ST. JOHN’S, NL • When Canada is your stage, the message you send matters. So what messaging can be found in the first concert of NACO’s Canada 150 tour.
The mostly full house at the Arts and Culture Centre heard loud and clear some new Canadian music and words calling for reconciliation with indigenous peoples. And they heard NACO handle one of the mainstays of orchestra performance in Dvorak’s New World Symphony and seem fresh and energized. Plus they got a chance to see a Canadian virtuoso dazzle with his take on Korngold’s Violin Concerto in D major.
The evening opened with a charming performance of a new commission for children’s choir by the Toronto-based composer Larysa Kuzmenko with text by the Newfoundland playwright Robert Chafe.
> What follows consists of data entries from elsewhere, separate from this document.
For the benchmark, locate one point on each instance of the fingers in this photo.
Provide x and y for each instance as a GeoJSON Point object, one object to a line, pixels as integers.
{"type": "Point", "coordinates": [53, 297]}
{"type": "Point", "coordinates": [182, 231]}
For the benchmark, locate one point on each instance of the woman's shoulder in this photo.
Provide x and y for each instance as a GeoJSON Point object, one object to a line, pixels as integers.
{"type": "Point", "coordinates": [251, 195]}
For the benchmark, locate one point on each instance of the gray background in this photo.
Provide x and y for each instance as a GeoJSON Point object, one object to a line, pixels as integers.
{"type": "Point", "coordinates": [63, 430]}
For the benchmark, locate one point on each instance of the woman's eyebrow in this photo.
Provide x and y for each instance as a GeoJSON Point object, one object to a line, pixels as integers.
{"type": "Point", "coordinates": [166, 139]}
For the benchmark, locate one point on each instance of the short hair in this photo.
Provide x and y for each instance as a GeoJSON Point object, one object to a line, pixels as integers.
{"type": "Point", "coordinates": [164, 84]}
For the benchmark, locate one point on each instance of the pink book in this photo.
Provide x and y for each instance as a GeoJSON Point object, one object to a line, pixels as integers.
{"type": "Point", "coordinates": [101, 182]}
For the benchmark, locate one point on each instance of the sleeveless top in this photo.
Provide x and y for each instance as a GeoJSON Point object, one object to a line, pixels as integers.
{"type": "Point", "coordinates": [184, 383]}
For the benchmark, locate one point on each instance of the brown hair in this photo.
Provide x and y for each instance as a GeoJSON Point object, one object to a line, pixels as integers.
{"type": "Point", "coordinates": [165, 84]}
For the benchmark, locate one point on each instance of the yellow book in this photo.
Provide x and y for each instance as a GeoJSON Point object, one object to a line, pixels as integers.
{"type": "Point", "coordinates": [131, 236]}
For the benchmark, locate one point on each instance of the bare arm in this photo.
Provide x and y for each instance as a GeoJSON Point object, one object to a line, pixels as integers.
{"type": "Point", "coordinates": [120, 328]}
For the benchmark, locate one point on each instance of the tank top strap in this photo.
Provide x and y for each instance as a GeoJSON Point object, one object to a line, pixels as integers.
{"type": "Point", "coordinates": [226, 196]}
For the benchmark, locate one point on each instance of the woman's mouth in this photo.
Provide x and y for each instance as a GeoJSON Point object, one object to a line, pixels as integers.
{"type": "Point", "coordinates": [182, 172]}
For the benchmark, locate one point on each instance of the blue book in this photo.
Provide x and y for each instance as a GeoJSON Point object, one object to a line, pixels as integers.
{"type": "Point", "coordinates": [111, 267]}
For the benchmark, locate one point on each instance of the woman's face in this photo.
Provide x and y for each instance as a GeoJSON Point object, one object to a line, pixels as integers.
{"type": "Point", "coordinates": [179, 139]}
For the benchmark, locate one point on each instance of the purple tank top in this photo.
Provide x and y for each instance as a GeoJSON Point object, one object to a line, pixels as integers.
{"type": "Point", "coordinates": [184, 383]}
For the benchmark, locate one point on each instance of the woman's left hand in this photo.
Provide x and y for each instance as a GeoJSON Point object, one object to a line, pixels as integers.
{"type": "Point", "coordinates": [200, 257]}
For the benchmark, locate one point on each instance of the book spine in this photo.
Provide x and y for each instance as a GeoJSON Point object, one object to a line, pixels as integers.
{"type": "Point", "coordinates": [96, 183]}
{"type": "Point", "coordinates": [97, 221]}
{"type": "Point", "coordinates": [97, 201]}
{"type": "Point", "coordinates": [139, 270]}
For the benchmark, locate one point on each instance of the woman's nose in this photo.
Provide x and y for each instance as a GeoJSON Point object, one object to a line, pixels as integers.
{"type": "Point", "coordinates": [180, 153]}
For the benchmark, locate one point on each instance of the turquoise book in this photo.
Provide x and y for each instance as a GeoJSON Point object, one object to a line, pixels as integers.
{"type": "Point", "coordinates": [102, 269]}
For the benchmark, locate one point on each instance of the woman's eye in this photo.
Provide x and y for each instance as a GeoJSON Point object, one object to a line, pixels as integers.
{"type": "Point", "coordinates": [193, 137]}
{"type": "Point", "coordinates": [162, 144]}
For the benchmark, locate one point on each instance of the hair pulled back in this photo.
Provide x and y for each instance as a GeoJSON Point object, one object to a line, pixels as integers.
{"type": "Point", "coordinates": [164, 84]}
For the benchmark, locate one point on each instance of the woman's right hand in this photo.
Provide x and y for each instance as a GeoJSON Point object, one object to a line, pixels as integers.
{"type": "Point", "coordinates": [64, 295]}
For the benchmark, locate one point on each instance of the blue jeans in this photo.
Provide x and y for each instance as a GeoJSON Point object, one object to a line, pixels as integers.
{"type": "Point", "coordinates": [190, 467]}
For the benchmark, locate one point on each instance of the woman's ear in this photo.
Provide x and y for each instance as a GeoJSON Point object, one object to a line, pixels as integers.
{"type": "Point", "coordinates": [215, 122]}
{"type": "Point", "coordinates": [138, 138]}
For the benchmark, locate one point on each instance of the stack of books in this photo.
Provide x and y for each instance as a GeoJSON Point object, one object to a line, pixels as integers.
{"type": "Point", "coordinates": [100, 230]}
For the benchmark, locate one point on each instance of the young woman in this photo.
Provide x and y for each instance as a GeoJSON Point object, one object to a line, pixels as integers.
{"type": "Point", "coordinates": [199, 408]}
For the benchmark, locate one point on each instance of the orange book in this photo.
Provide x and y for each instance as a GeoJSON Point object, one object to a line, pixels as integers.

Kuzmenko is to be commended for seamlessly adapting Brahms Intermezzo to accommodate the choral singing. And Chafe’s text for the piece called Heirloom certainly served to offer a message of acknowledgement, apology and a pledge to do better to indigenous peoples for their treatment in Canada.
It also showcased the very talented Shallaway Youth Choir of St. John’s which offered a perfect blend of youthful clarity and adult poise in the premiere of this work in front of a hometown crowd.
Next up was a performance of the New World. It’s so familiar a piece as to be teetering on the edge of being a cliche. But truly, when well played, as NACO did with zest on Thursday night, Dvorak’s masterwork introduces the listener to our continent with fresh eyes. We hear and imagine the colours of the mountains and the prairies. And we hear the urgency of the growing industrial energy of America at the end of the frontier in the 1890s.
You’d think these two pieces might have been enough, but after intermission, James Ehnes, Brandon, Manitoba’s gift to the violin, offered up one of his signature performance pieces, the Korngold Violin Concerto, which was written by Erich Korngold after the Second World War and the defeat of the Nazis. Ehnes just gets this piece and it certainly flowed off his Stradivarius Thursday night.
The finale was I Lost My Talk, John Estacio’s setting of the powerful, yet simple, poem of the Mi’kmaw poet laureate Rita Joe. The piece is one of four new works commissioned and performed by NACO last year under the title Life Reflected. I Lost My Talk also features a film of indigenous dancers patrolling the rocks and woods of the Canadian Shield and the presence of the indigenous actor Monique Mojica (who also appears in the film) speaking the powerful words of Rita Joe.
The poem, which is about the loss of her Mi’kmaw language and culture while enrolled in residential school, ended the concert with the plea: “Let me find my talk/So I can teach you about me.”
Thursday night’s show put an exclamation point on NACO’s stay in St. John’s. Friday morning the orchestra boards a flight to Moncton, N.B. and a series of education and outreach events with young people from the music program Sistema New Brunswick.